Several studies compared the trend in PTH levels to a single intraoperative or postoperative value and demonstrated similar accuracy between the two groups. A study (8) of 90 patients undergoing thyroidectomy with preoperative and IOPTH measurement compared the sensitivity and specificity of a single IOPTH value of 11.3 pg/mL, a PTH decline of 75%, and a combination of the two. Though all tests had high accuracy, the addition of PTH decline to a single IOPTH level did not improve the accuracy of predicting hypocalcemia with a sensitivity of 92% and specificity of 97% for both tests.
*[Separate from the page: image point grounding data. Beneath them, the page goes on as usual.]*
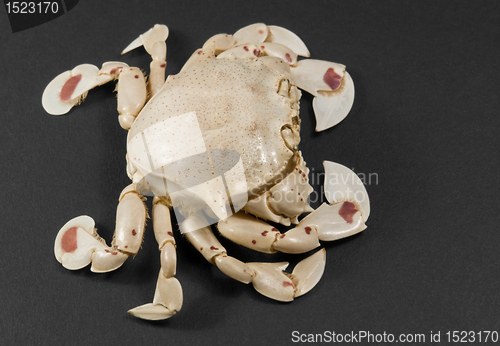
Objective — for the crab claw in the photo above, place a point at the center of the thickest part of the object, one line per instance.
(158, 33)
(77, 244)
(70, 88)
(166, 303)
(270, 281)
(332, 87)
(342, 184)
(288, 39)
(254, 33)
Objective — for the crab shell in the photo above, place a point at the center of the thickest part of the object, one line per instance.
(247, 105)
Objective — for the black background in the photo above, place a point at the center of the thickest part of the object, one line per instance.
(425, 120)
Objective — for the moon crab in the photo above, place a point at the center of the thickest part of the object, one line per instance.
(218, 144)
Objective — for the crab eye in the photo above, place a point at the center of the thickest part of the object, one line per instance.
(284, 87)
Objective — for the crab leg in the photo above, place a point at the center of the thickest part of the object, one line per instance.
(153, 41)
(332, 87)
(71, 87)
(168, 295)
(78, 244)
(267, 278)
(345, 216)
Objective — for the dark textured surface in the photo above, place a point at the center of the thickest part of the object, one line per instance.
(425, 121)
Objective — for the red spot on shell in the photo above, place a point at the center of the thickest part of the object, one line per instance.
(332, 79)
(68, 241)
(347, 210)
(69, 87)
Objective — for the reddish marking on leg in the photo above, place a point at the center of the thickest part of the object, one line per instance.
(69, 87)
(114, 70)
(332, 79)
(347, 210)
(68, 241)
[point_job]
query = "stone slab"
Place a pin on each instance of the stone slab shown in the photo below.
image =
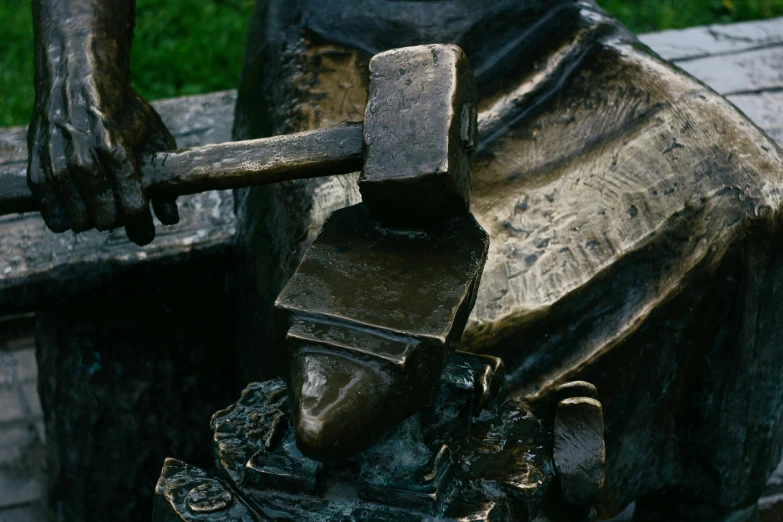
(711, 40)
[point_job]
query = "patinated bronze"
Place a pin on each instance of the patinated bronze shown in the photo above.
(633, 217)
(474, 453)
(633, 222)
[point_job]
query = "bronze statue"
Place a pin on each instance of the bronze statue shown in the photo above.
(632, 213)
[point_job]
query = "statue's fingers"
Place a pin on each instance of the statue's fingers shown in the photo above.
(166, 210)
(93, 184)
(52, 211)
(134, 206)
(59, 178)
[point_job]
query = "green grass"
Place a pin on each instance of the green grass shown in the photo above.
(194, 46)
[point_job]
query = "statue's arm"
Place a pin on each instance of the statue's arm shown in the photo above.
(89, 127)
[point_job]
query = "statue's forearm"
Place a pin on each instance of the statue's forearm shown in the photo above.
(78, 37)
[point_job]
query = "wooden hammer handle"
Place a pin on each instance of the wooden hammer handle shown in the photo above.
(325, 152)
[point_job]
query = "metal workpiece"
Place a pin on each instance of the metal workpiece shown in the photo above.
(420, 132)
(368, 319)
(449, 461)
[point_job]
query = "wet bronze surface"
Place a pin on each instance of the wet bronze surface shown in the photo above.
(369, 319)
(452, 461)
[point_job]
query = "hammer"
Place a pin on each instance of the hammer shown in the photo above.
(413, 148)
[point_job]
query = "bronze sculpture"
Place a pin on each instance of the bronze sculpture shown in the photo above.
(632, 215)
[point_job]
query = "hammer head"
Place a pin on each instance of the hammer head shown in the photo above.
(419, 135)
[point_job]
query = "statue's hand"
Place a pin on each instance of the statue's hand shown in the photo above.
(87, 135)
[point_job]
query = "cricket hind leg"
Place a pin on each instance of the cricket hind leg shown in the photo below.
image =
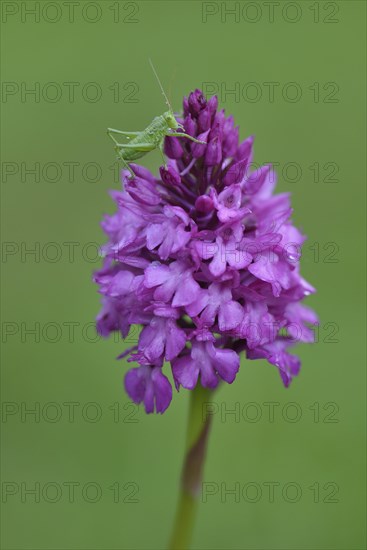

A similar study of 137 patients (14) used an interval of 4 hours and compared a single 4-hour value to the trend at 4 hours. Both the single value and the trend were highly sensitive and specific for predicting hypocalcemia with a PTH threshold of 19.4 pg/mL and a PTH decline of 69%. The relative decline had a trend toward improved accuracy but this did not reach statistical significance. A prospective study of 160 patients extended the trend until the first postoperative day (11). The accuracy of both the POD1 PTH with threshold 9.6 pg/mL and a negative trend of 69% was similar, and the combination of the two values again did not improve accuracy. Taken together, these studies demonstrate similar accuracy for a single PTH level and a trend of preoperative to postoperative PTH values. This suggests that the additional laboratory values only increase cost and discomfort to the patient without any perceived benefit and may therefore be unnecessary.
Summary
PTH assessment is an accurate predictor of developing postoperative hypocalcemia after total thyroidectomy. Given significant variation in study designs, the optimal timing of this measurement cannot be determined. However, obtaining PTH measurement within 4 hours of surgery is an accurate predictor for the development of hypocalcemia and can guide selective calcium and calcitriol supplementation in high-risk individuals while allowing for the possibility of same-day discharge in low-risk individuals without the need for supplementation or further monitoring in the absence of symptoms.
Acknowledgements
None.
Footnote
Conflicts of Interest: The authors have no conflicts of interest to declare.